Ibunda sayang, justru saat ini Ani mau membicarakan calon pilihan Ani. Insya Alloh orangnya sholeh, tanggung jawab dan baik akhlaknya. …
“Ani, kalau kau masih menganggap ibu sebagai orang tua, kau harus menuruti kata ibu. Di mana wajah ibu mau ditaruh. Ibu dan bapakmu sudah mengiyakan lamaran dan berjanji untuk membujuk Ani agar mau menerima Anton. Merekalah yang sudah berjasa membantu kita saat bapakmu terlilit utang. Merekalah yang selama ini selalu …
Perdebatan panjang Ani dan Ibunya tak membuahkan kata sepakat. Susah payah Ani menjelaskan alasan bahkan samapi tiga kartu habis, namun tetap tak ada titik temunya. Bahkan semakin merenggangkan hubungan.
“Bagaimana Ani, apakah orang tuamu setuju?”

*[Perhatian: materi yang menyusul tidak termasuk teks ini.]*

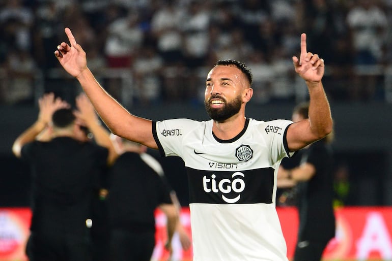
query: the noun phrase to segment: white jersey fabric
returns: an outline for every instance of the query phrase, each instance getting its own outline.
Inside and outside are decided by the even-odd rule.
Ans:
[[[290,157],[286,120],[246,119],[237,137],[221,140],[213,121],[154,122],[162,156],[185,162],[193,261],[287,261],[275,209],[276,173]]]

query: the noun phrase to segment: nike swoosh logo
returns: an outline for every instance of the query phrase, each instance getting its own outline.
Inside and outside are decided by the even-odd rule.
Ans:
[[[298,247],[299,247],[300,248],[306,247],[309,245],[309,241],[308,241],[307,240],[305,240],[304,241],[301,241],[300,242],[299,242],[298,244]]]
[[[194,152],[194,154],[196,155],[200,155],[201,154],[206,154],[207,152],[198,152],[196,151],[195,149],[193,150],[193,152]]]

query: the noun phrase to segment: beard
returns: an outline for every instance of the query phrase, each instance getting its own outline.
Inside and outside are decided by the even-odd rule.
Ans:
[[[223,102],[223,106],[219,109],[211,108],[211,100],[219,98]],[[222,122],[240,111],[242,104],[241,96],[236,97],[231,102],[228,103],[226,100],[220,96],[211,96],[208,101],[204,101],[204,106],[207,114],[211,119],[218,122]]]

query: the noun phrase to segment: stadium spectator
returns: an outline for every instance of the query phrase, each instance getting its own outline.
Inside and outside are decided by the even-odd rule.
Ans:
[[[162,177],[145,154],[147,147],[111,137],[117,156],[108,178],[110,258],[150,261],[156,244],[155,209],[159,207],[167,218],[165,247],[169,251],[179,221],[178,211]]]
[[[293,112],[294,122],[309,119],[307,103]],[[295,168],[281,165],[277,174],[279,187],[296,186],[299,214],[295,261],[320,261],[328,242],[335,235],[333,213],[333,156],[329,145],[333,134],[301,151],[301,160]]]
[[[33,216],[26,250],[31,260],[86,261],[91,255],[86,221],[108,150],[81,141],[85,134],[68,107],[53,93],[44,95],[37,120],[12,147],[31,171]],[[36,140],[48,126],[49,140]]]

“Afwan Ustadzah, mungkin cara pandang kami yang berbeda, sehingga susah payah Ani menjelaskan ke Ibu, namun tetap saja nggak setuju. Bahkan mengancam takkan merestui kalau Ani menikah dengan selain Anton. Bahkan mengancam nggak akan mengakui sebagai anak lagi.”
“Sabarlah Ani. Semua masalah InsyaAlloh ada jalan pemecahannya. Sebagaimana firman Alloh dalam Albaqoroh 153: “Jadikanlah sabar dan sholat sebagai penolong bagimu…”

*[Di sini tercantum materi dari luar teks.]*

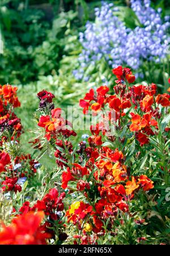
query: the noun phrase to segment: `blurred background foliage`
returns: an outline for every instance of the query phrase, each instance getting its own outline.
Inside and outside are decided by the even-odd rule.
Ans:
[[[128,27],[134,28],[137,19],[129,8],[129,0],[103,2],[121,6],[120,18]],[[163,15],[170,14],[170,0],[153,1],[152,4],[163,9]],[[53,92],[56,107],[71,104],[77,107],[79,98],[89,88],[101,85],[104,73],[108,74],[112,86],[110,69],[102,61],[92,70],[95,78],[88,82],[77,80],[73,74],[79,68],[78,58],[82,50],[79,32],[85,31],[87,21],[94,22],[95,8],[101,6],[101,2],[97,0],[0,1],[3,43],[3,52],[0,54],[0,83],[18,86],[22,107],[16,114],[25,130],[22,140],[26,151],[29,150],[27,142],[35,125],[32,120],[38,106],[38,91],[45,89]],[[155,75],[159,77],[163,69],[158,64]],[[168,74],[166,73],[165,76]],[[162,79],[160,81],[161,83]]]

Maka menghadapi masalah ini kita harus bersabar. Rajin rajinlah tahajud dan berdoa semoga Alloh membukakan hati orang tuamu.”
“Iya Ustadzah, mohon bantu doain ya..”
Dalam keheningan malam, seusai tahajud, Ani bermunajat.
“Ya Alloh, Tuhan yang membolak balikkan hati, bukalah hati ayah bundaku, agar mau menerima kebaikan dan kebenaran. Ya robb, sebagaimana Engkau janjikan, bahwa wanita yang baik untuk lelaki yang baik. Maka hamba pun ingin menjadi wanita yang sholehah, maka berilah hambamu ini suami yang sholeh, yang bisa membimbing dan mengarahkanku, agar selalu taat padaMu. Ya robb, yang maha kuasa dan perkasa, yang mengatur segala urusan, mudahkanlah urusan urusan kami, urusan dunia maupun urusan akherat……
Suatu sore, sehabis sholat maghrib, telpon di kamar Ani berdering.
“Hallo assalamu alaikum, oh ibu. Apa kabar Bu. Wah njanur gunung, nggak biasanya ibu telpon. Ada berita penting bu?”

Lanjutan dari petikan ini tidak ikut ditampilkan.